She moves into his arms, canting her face up to him. “Agent Mulder,” she says, “you are definitely concealing a loaded weapon.”

 

 

 

 


	3. Chapter 3

Mulder blinks awake to the sound of rain and wind, the low boom of summer thunder. The light seeping around the curtains is the thin color of skim milk and it falls on reports he brought to show her, on a stack of library books. Dana’s face down next to him, buried in the pillows. She does not share his love of mornings, of pre-dawn runs to greasy diners and the way sunrise burns mist off the road. Coffee, however, always appeases her. He plans to start a pot shortly, followed by several emergency backup pots.

A cat interrupts his thoughts, leaping from the night stand to the bed. It mews plaintively, kneading his chest with cream colored paws. Mulder gets tabby fur on his lips and up his nose when it rubs its head lovingly against his face.

“Dammit, Daggoo,” he mumbles, wiping his tongue with the sheet. “Have a little self-respect like your buddy over there.”

Across the room, Queequeg presides over the dresser. He is magnificently fluffy, the same color as his mistress’s hair.  His tail curls like an ostrich plume and he stares with feline indifference at the tableau on the bed.

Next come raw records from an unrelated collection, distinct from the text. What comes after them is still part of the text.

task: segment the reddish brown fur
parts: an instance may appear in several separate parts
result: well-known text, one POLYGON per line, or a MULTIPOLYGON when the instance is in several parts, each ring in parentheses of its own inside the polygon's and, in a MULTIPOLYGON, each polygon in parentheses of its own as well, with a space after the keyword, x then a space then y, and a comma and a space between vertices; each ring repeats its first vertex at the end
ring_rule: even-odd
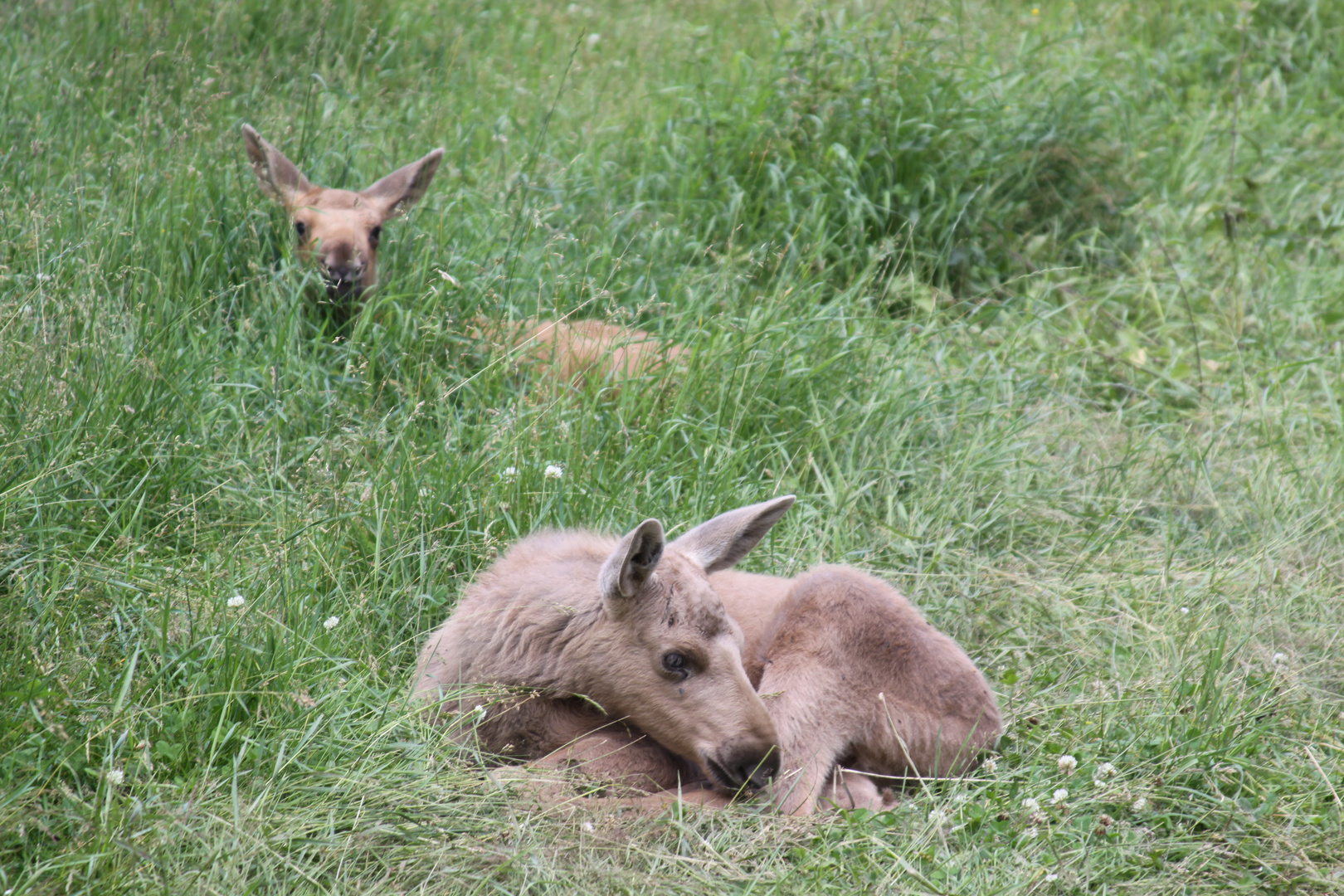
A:
POLYGON ((509 347, 535 376, 579 388, 657 372, 685 351, 645 330, 603 321, 478 321, 477 328, 509 347))
MULTIPOLYGON (((300 258, 317 265, 331 298, 352 305, 378 283, 383 224, 425 195, 444 157, 444 150, 435 149, 355 192, 310 183, 249 125, 243 125, 243 144, 262 192, 285 207, 296 228, 300 258)), ((644 330, 602 321, 526 320, 480 322, 477 328, 489 337, 503 337, 538 377, 559 377, 581 387, 589 380, 655 372, 683 351, 644 330)))
POLYGON ((285 207, 294 226, 300 258, 316 261, 332 298, 351 301, 378 282, 383 224, 419 201, 444 159, 444 150, 435 149, 355 192, 312 184, 249 125, 243 125, 243 144, 262 192, 285 207))

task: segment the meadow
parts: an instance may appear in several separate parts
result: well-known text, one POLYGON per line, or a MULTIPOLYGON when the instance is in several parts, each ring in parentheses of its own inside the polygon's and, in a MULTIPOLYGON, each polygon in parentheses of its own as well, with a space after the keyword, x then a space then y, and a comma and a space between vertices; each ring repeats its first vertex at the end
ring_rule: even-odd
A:
POLYGON ((0 47, 5 896, 1344 892, 1344 5, 17 0, 0 47), (446 150, 345 328, 245 122, 332 187, 446 150), (688 363, 556 388, 466 324, 531 314, 688 363), (784 493, 745 567, 896 583, 992 763, 540 810, 407 707, 520 535, 784 493))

Mulder deposits Daggoo on the blanket, where he resumes kneading and mewing. “Giddyup, buttercup,” Mulder says into Dana’s ear. “Time to face the consequences of your poor decisions.”

“No,” she mumbles, pulling the sheet over her head. “I must have been high on phenol when I invited my parents to brunch. Call and cancel, please. The thunder seems laden with portent.”

Daggoo, harking to the sound of her voice, bounds over to bite her hair.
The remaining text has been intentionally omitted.